La vie selon Jamina

Tout va être correct. Photo : Marc Larouche

J’avais préparé une belle chronique sur la victoire de Celui-dont-on-ne-devrait-pas-prononcer-le-nom. Une analyse logique, à peine apocalyptique, et avec une belle fin digne des meilleurs films catastrophe. Puis, ma chatte s’est pointée, s’est frottée à mes jambes, m’a lancé son regard de diva blasée, et j’ai tout effacé.

Le monde a-t-il vraiment besoin de l’analyse de Marc Larouche? Les Étatsuniens l’ont voulu? Ils l’ont. Qu’ils s’arrangent avec. Quand la planète explosera, vous appellerez Allah. Ma chatte a raison. On s’en fout. Changeons-nous les idées.

Vous ai-je déjà parlé de ma chatte Jamina?  Avant, j’avais un labrador. Jake. Un bon gros brun pure race, trouvé sur la route 185. Il y avait été abandonné par un gars à qui sa blonde avait donné le choix entre elle et le chien. Un voisin l’avait ramené chez moi. Comme il en avait déjà un, il me l’a proposé. J’ai accepté « deux semaines pour dépanner ». Ça a duré 14 ans.

Jake était un spécialiste de l’évasion. Une fois, en plein hiver, en fin de journée, monsieur a décidé d’aller gambader. Préoccupé, je me suis tout de même couché, mais sans vraiment dormir. J’allais voir aux demi-heures dans son condo, en dessous de la galerie, s’il était revenu. Il faisait un froid glacial.
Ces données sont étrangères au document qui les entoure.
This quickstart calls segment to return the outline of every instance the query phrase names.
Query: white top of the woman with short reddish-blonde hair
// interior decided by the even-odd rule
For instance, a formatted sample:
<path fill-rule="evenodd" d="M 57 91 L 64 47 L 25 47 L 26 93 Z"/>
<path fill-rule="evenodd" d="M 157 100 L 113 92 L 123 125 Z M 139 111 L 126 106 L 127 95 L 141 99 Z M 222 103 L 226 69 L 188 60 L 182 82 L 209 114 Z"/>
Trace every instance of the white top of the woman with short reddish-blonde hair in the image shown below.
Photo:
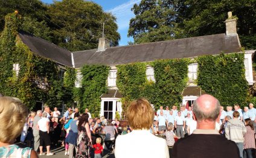
<path fill-rule="evenodd" d="M 149 130 L 133 130 L 131 133 L 117 136 L 115 157 L 168 158 L 170 156 L 165 139 L 154 136 Z"/>

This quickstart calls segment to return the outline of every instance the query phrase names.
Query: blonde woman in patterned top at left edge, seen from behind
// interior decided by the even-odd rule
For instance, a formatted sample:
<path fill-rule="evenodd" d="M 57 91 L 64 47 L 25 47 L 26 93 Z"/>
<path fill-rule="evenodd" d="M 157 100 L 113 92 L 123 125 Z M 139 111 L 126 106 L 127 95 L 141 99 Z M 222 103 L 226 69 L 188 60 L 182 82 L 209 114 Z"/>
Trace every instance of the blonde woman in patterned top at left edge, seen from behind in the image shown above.
<path fill-rule="evenodd" d="M 38 157 L 32 148 L 21 148 L 14 144 L 27 116 L 27 107 L 18 98 L 0 97 L 0 157 Z"/>

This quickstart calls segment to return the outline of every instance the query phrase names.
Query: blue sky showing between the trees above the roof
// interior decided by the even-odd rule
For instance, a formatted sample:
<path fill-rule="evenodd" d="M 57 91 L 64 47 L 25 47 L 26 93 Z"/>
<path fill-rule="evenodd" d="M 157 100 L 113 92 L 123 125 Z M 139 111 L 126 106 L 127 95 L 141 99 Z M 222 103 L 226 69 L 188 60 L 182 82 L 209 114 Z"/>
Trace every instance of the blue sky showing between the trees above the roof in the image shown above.
<path fill-rule="evenodd" d="M 91 0 L 100 4 L 103 7 L 104 11 L 110 12 L 117 17 L 117 24 L 118 24 L 118 32 L 121 35 L 121 40 L 119 42 L 120 46 L 127 45 L 127 42 L 132 41 L 133 38 L 127 37 L 128 29 L 129 29 L 129 22 L 132 17 L 135 15 L 130 10 L 133 5 L 139 4 L 141 0 Z M 47 4 L 53 3 L 53 0 L 42 0 Z"/>

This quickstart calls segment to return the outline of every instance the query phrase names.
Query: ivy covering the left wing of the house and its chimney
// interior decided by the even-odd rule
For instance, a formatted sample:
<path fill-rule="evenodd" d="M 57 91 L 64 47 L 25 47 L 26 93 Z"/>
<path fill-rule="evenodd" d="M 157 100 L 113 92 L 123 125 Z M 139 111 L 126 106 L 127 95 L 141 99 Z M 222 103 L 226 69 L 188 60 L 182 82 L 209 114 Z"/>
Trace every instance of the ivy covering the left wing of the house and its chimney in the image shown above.
<path fill-rule="evenodd" d="M 0 89 L 7 96 L 16 96 L 26 104 L 30 110 L 34 109 L 36 101 L 43 101 L 50 107 L 59 107 L 62 102 L 68 103 L 70 98 L 68 89 L 74 77 L 67 77 L 65 86 L 58 78 L 58 68 L 50 59 L 39 57 L 22 43 L 18 36 L 21 16 L 8 14 L 5 18 L 5 28 L 1 36 L 0 45 Z M 19 74 L 13 73 L 13 64 L 19 64 Z M 70 70 L 69 70 L 70 69 Z M 71 71 L 71 68 L 68 72 Z M 72 75 L 69 75 L 72 76 Z M 37 86 L 35 81 L 48 83 L 45 89 Z M 72 97 L 71 97 L 72 98 Z"/>

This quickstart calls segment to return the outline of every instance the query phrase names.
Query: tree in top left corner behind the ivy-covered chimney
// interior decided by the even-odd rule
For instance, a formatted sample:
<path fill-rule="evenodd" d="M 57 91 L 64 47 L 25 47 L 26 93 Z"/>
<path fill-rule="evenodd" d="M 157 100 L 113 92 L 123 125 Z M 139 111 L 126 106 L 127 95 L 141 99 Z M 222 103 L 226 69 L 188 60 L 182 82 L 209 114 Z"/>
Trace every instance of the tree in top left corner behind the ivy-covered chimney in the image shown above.
<path fill-rule="evenodd" d="M 39 0 L 5 0 L 0 1 L 0 32 L 4 29 L 4 17 L 17 10 L 22 17 L 21 30 L 34 34 L 37 37 L 51 41 L 51 30 L 46 23 L 47 10 Z"/>

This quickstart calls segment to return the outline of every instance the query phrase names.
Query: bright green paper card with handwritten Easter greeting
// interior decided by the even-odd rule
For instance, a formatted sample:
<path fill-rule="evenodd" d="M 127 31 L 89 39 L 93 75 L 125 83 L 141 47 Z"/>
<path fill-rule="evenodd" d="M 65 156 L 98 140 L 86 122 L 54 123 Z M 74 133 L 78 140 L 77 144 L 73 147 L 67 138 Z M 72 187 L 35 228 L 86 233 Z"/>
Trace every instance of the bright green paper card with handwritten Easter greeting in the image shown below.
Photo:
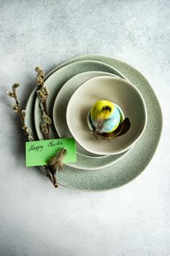
<path fill-rule="evenodd" d="M 47 165 L 47 162 L 62 148 L 66 148 L 67 151 L 63 163 L 77 161 L 74 138 L 26 142 L 26 166 Z"/>

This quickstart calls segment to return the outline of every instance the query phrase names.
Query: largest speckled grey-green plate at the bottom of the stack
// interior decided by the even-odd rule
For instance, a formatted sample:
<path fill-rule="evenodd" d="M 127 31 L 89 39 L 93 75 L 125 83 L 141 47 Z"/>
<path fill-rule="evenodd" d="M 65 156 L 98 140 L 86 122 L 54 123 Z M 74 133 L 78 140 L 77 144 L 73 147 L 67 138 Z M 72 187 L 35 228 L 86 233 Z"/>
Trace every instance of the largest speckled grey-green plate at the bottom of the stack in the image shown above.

De retour au lit, j’entends japper au loin. Au très loin. En écho hivernal. En pyjama, j’entre dans ma voiture, suivant les échos canins. Je l’ai finalement trouvé, planté dans trois pieds de neige, la laisse prise dans un bloc de ciment, me regardant avec des yeux composés d’un mélange de culpabilité et de regret… Imaginez-moi en pyjama, pas de bas dans mes bottes, dans trois pieds de neige, à sacrer après le chien… Je ne l’ai pas trouvé drôle, mais vous pouvez rire. J’assume. Et c’est le but.

Un chien, c’est du boulot : promenades, bains qui finissent en batailles, poils partout, sans parler des trois épisodes de mouffettes.

—            Mon chien s’est fait arroser par une mouffette. Le jus de tomate, est-ce que ça marche?

—            On ne prend que les gros animaux, monsieur.

—            Il est gros mon chien!

 

La ligne d’urgence vétérinaire m’aurait répondu, si j’avais eu une vache.

Toujours est-il qu’un jour, Jake est parti au paradis des chiens. J’ai pleuré pendant trois semaines. La maison était tellement vide que j’ai pensé prendre un chat. Moins compliqué, parce que je voyage souvent. Sauf que je n’étais pas vraiment un amateur de chats. J’allais laisser tomber l’idée lorsque Facebook, qui avait découvert — fouillez-moi comment — que j’étais en manque de boule de poils, m’a proposé une chatte appelée Jamina. Elle était dans un refuge de Matane, ignorée des autres chats. Solitaire. Moi qui collectionne les causes perdues. Je l’ai adoptée.

Sept ans plus tard, je vis encore entouré de poils, de miaulements et d’un bac à litière qui semble se remplir par magie, comme mes verres de bière à 20 ans.  J’ai appris à couper des griffes, pandémie oblige, et à dormir à deux.

Mais Jamina, c’est aussi sept ans de ronronnements apaisants, de moments où elle s’installe sur moi comme un coussin vivant avec ses petits coups de tête qui disent « tout va bien ». Elle me rappelle que la vie peut être simple. Des fois, elle me regarde avec l’air de dire « franchement, arrête de capoter ». Et juste pour ça, elle a bien mérité toute la place qu’elle prend dans mon lit.

Je vous ai fait sourire? Tant mieux. C’est de ça qu’on va avoir le plus besoin dans le futur. Rire. Je crois d’ailleurs que pour assurer mon avenir, je vais me recycler en clown.

Et puis non. Je risquerais de me retrouver à la tête du pays.